Via Protectionism, Regulations and Globalization — ECIPE:
Economic history tells us many lessons. One particular lesson of contemporary relevance is that the internationalization of economies should not be taken for granted. It should not be viewed as a perpetuum mobile; a force that is impossible stop. The current crisis – and the responses to it – has triggered fears of a replay of the 1930s when tit-for-tat protectionism and economic nationalism followed hard on the heels of a financial crash. The world economy then experienced a giant process of deglobalisation that took almost 40 years to unwind.
The current crisis has been far from as severe as the crisis in the 1930s. Nor have crisis measures been ostensibly protectionist. Many protectionist measures have been introduced (still counting), but they have been far from as drastic as the spiraling tariffs of the 1930s.
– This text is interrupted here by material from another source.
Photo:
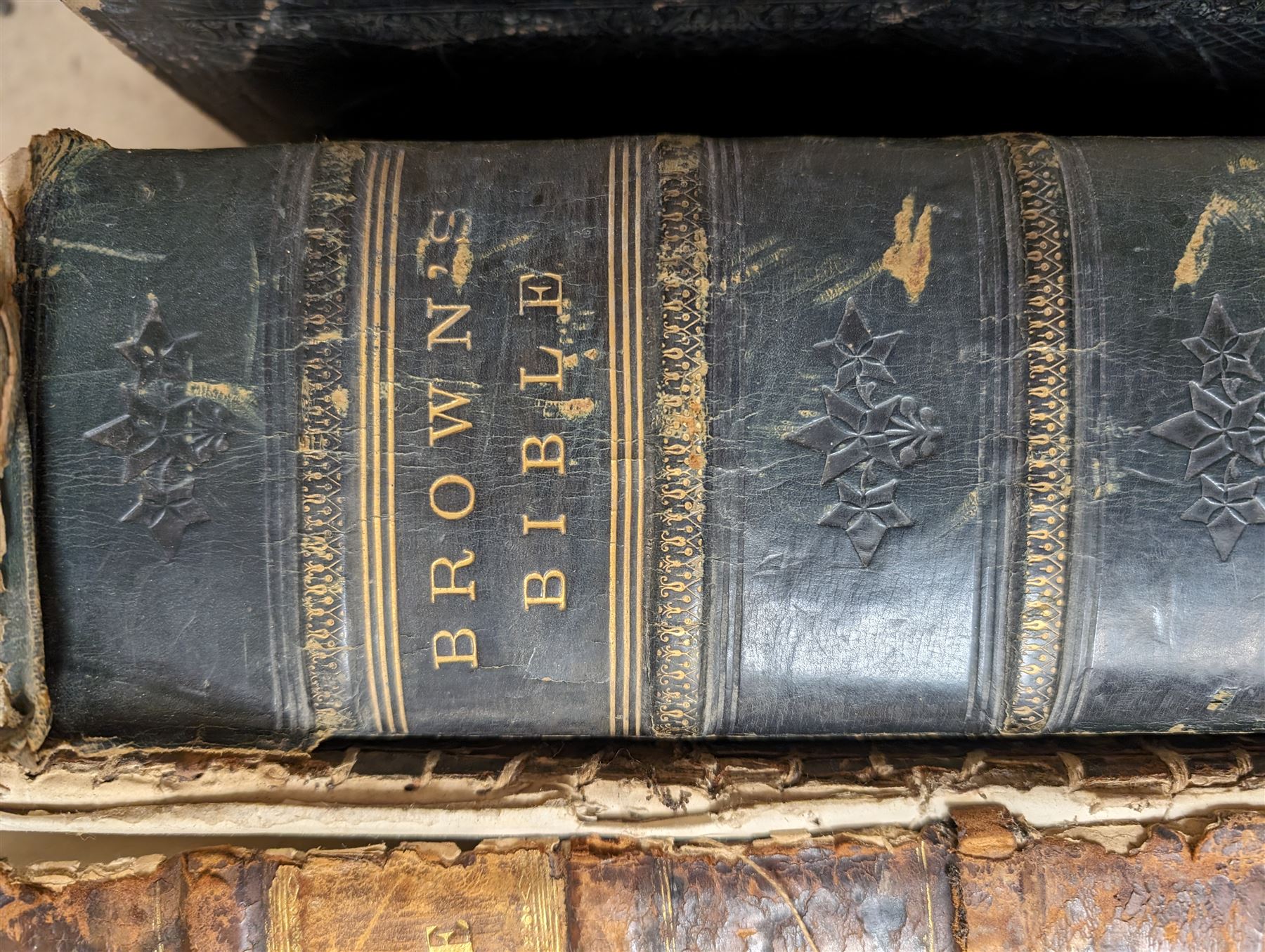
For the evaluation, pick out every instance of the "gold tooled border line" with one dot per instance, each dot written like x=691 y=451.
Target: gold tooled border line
x=682 y=419
x=1048 y=327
This is comforting knowledge, and it testifies to the disciplining effects on protectionist sentiments offered by WTO agreements. However, it might be less comforting than we are led to believe by most modern accounts of the crisis and globalization. To understand what is currently happening in the global economy we might have to release ourselves from traditional concepts of the integration of markets. In the past centuries, markets have been integrated through trade and cross-border movement of production factors. For most of the time, it has been a process of internationalization: one country after another have linked up with the global economy as it has become a destination for production and the origin of inputs and products for final consumption at home. In such an internationalized economy, trade barriers have damaged flows across borders and imposed costs on producers and consumers.